Weyerhaeuser Co. v. Ross-Simmons Hardwood Lumber Co. Inc. (20 February 2007)
Defendant and plaintiff were competitors, both operated sawmills and purchased red alder sawlogs for their mills. Some of the logs are purchased through long term contracts, some are obtained from the mill owner’s property, and some are acquired through bidding. Plaintiff alleged that defendant placed bids at very high prices, forcing the price of logs to go up, thereby forcing plaintiff to pay more for his logs too, which forced plaintiff to increase his sales prices. The result was that defendant’s predatory strategy drove plaintiff out of business. In the lower courts plaintiff was successful in an action based on s.2 Sherman Act, in particular the courts did not think that predatory bidding was comparable to predatory pricing, so the strict standards set out by the Supreme Court in Brooke Group (1993) did not apply.
The Supreme Court disagreed, ruled that predatory bidding is judged by the same standards as predatory pricing, and because plaintiff admitted it was unable to prove the elements required by Brooke Group, the claim was unsuccessful. The judgment comes a short time after the CFI ruled on predatory pricing (see earlier entry in this blog) and holds two lessons for the EU: (1) how to use economics to analyse disputes; (2) how to write judgments.
(1) The use of economics
First, the Court explored whether predatory bidding (the exercise of monopsony power; that is, buyer power) is comparable to predatory pricing. The logic is similar: in a first period the predator engages in a measure that raises rivals’ costs (here by bidding high, increasing the price of the inputs and forcing competitors to pay more); in a second period, once competitors have been driven out of business, the predator uses its monopsony power to force sellers of input to lower the prices. As with predatory pricing, the first period represent’s the predator’s ‘investment’ – he suffers losses of profit and his dominance allows him to survive while competitors go out of business. The second period is when he recovers that investment by getting low prices for the inputs, recovering the losses made in the first. Accordingly, the legal standard for predatory bidding should be the same as that for predatory pricing.

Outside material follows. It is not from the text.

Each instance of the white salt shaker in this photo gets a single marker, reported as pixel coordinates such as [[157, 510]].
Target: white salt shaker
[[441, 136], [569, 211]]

Second, the Court held that aggressive commercial tactics are the very essence of competition, and that there were a myriad of reasons why buying inputs at high prices could be innocent, or even pro-competitive: (1) miscalculation of input needs; (2) a response to increased consumer demand; (3) a more efficient firm might bid up input prices to gain market share in the output market; (4) a firm that adopted an input intensive production process might bid to increase the inputs; (5) a firm might buy a lot of inputs today to hedge against future shortages. ‘There is nothing illicit about these bidding decisions. Indeed, this sort of high bidding is essential to competition and innovation.’
Third, the Court noted that like predatory pricing, a failed attempt of predatory bidding is benign. The monopsonist who buys more goods, will be in a position to sell more to consumers, and provided he does not have monopoly power on the selling side, this means that consumers get more goods at competitive prices.
Two things follow from this analysis: (a) predatory bidding is a high risk strategy that has many efficiency justifications; (b) a failed attempt to achieve the rival’s exclusion does not harm consumers. Therefore, a high standard of proof is necessary or there is a ‘risk of chilling pro-competitive behaviour with too law a liability standard.’
The legal test therefore is the same as for predatory pricing: (1) the predatory bidding results in below cost output sales; (2) there is a dangerous probability that the losses in the first period will be recouped through the exercise of monopsony power.
When will European courts think about aggressive commercial behaviour in this way?
Even those who think that a more lenient standard should apply and that Europe is right to be tougher on predators might take an interest in the lower court’s decision. The 9th Circuit held that three things needed proof: anticompetitive conduct through predatory overbidding, intended specifically to eliminate competition, and a dangerous probability of achieving monopoly power .
On intention, the court used evidence which in my mind is more compelling than that in the Wanadoo case. The court used three types of evidence: (1) Defendant’s anticompetitive conduct itself, (2) the testimony of Defendant’s employees, and (3) Defendant’s business projections regarding sawlog prices. Note that (2) is trial based testimony, not internal memoranda. Note also how items (1) and (3) show that Defendant had calculated what it would take to outs plaintiff. This evidence is much more specific than that which the CFI relied upon.
(2) Judicial Style
This decision is 16 pages of a pdf file. The first paragraph is a concise statement of the key points. The facts are examined in a succinct manner. Quotes from previous cases are brief and to the point. Academic literature is mentioned. The case can easily be read, and understood, while commuting on the tube. It is unfortunate that the style of judgment in the European Courts cannot be as clear and as concise.
Interestingly perhaps, the Court eschews mention of wider debates about the nature of S.2 monopolisation claims, a topical issue in light of the current hearings on single firm conduct. Perhaps the Court thinks it best if the law develops incrementally rather than setting out general standards for anticompetitive behaviour like the no economic sense test, or the as efficient competitor test.